Abstract

The article is a comparative study of Muḥammad b. Jarīr al-Ṭabarī's (d. 310/923) concepts of Qur'anic language, rhetoric, and composition. Al-Ṭabarī identified the Qur'an semantically and generically with the Biblical scriptures, as prophecy, and with Arabic rhetoric ( balāgha and khaṭāba). At the same time, he claimed that the Qur'an superseded them all in terms of how its forms convey God's intended message about Covenant, through its clarity of distinctions between universals and particulars, its persuasive proof, and innovative composition.

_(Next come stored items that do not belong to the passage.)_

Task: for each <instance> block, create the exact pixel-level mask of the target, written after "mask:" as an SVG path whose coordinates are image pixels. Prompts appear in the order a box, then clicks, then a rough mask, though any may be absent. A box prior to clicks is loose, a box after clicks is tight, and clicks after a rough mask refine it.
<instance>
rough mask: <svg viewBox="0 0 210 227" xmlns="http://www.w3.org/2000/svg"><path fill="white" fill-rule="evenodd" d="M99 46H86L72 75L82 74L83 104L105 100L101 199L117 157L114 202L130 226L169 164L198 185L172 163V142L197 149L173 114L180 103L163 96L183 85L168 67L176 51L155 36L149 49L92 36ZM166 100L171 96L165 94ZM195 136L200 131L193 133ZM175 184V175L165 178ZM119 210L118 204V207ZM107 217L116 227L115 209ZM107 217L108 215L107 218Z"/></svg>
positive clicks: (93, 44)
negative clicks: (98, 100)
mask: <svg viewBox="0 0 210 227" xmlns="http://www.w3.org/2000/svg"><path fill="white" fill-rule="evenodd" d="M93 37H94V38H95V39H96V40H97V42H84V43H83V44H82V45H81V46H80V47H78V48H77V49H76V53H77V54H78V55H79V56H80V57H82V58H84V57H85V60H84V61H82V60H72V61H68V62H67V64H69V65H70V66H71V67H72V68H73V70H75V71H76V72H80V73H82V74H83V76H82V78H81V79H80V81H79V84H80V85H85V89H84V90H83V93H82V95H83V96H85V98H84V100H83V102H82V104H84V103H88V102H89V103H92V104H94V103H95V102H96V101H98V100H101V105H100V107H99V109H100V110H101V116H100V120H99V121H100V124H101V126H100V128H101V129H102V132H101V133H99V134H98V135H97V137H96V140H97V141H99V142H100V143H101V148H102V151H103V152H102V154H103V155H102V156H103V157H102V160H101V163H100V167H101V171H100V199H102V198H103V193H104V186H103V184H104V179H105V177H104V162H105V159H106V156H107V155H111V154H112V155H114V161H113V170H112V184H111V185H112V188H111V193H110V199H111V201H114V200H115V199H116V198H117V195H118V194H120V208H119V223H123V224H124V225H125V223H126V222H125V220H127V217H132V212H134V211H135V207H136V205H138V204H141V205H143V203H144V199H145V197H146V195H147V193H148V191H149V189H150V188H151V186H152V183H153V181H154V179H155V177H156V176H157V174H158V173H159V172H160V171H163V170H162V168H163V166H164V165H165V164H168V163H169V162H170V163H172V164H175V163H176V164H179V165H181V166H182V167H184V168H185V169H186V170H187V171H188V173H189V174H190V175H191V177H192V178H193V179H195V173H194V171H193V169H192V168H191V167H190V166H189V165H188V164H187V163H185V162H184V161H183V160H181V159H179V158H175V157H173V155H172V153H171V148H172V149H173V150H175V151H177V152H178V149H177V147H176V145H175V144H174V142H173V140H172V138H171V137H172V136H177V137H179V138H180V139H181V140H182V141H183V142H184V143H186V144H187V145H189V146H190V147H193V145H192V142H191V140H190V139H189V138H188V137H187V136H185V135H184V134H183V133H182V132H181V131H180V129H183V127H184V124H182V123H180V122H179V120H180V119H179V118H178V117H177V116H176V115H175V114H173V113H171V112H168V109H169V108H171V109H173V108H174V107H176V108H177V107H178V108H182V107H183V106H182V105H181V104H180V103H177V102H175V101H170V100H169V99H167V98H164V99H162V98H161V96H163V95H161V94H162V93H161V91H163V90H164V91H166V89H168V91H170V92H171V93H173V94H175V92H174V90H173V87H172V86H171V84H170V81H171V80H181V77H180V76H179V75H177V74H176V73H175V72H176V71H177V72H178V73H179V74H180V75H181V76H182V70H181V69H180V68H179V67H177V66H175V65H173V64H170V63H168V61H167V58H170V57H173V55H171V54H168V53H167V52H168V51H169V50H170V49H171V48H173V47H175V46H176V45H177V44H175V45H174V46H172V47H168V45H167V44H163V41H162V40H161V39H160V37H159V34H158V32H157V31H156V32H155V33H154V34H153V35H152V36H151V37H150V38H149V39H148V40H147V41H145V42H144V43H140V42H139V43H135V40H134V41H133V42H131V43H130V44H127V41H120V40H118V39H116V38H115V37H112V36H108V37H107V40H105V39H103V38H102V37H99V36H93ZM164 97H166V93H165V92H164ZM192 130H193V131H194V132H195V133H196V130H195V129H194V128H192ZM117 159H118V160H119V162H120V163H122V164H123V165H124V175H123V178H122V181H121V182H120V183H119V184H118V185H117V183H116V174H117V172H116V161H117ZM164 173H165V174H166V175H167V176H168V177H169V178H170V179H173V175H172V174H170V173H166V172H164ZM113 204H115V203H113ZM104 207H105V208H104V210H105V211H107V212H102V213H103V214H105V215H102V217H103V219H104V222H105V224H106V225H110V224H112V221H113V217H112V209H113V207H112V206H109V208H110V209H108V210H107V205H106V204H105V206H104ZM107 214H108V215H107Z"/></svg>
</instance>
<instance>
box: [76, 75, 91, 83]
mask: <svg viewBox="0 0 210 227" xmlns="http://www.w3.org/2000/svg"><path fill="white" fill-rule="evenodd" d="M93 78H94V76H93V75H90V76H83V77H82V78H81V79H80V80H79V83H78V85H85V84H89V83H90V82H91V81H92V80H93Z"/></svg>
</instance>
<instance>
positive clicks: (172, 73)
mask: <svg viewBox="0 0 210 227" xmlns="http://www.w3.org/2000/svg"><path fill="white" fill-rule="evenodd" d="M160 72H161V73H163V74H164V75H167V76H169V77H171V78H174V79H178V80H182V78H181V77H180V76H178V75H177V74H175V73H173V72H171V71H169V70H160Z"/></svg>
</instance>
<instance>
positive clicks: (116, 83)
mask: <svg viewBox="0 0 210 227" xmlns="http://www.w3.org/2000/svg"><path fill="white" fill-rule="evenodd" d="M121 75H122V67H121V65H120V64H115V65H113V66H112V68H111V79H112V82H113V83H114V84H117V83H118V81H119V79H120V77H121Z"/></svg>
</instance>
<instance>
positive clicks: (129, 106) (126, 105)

Based on a comparative analysis of al-Ṭabarī's concepts, I conclude that he theorised Qur'anic language, rhetoric, and composition in ways that offer new insights into their relationship to the Biblical scriptures and Arabic rhetoric. His theory confirms and adds to parts of current research, opening up new paths for further research, also of a comparative theoretical kind. The study consists of four parts. Part 1 surveys recent research into theories of language and rhetoric in the Qur'an, as a necessary background to al-Ṭabarī. The survey will also show the relevance of Greek paradigms for the Qur'an. Developing the outcomes of this survey, Part 2 describes theories of language and rhetoric in Plato, Aristotle, the Biblical scriptures, and the Qur'an, and models the relationship between language, rhetoric, and scripture with reference to covenant and the concept of ‘belief’. Part 3 applies the model to al-Ṭabarī's theory of Qur'anic language, rhetoric, and composition. In Part 4, I develop al-Ṭabarī's definition of al-Fātiḥa (Q. 1) as a paradigm of covenantal terms that suffuses the entire Qur'anic canon, into a framework for analysing composition as the level of sura structure and genre, intertextual references and concepts, and overarching meaning.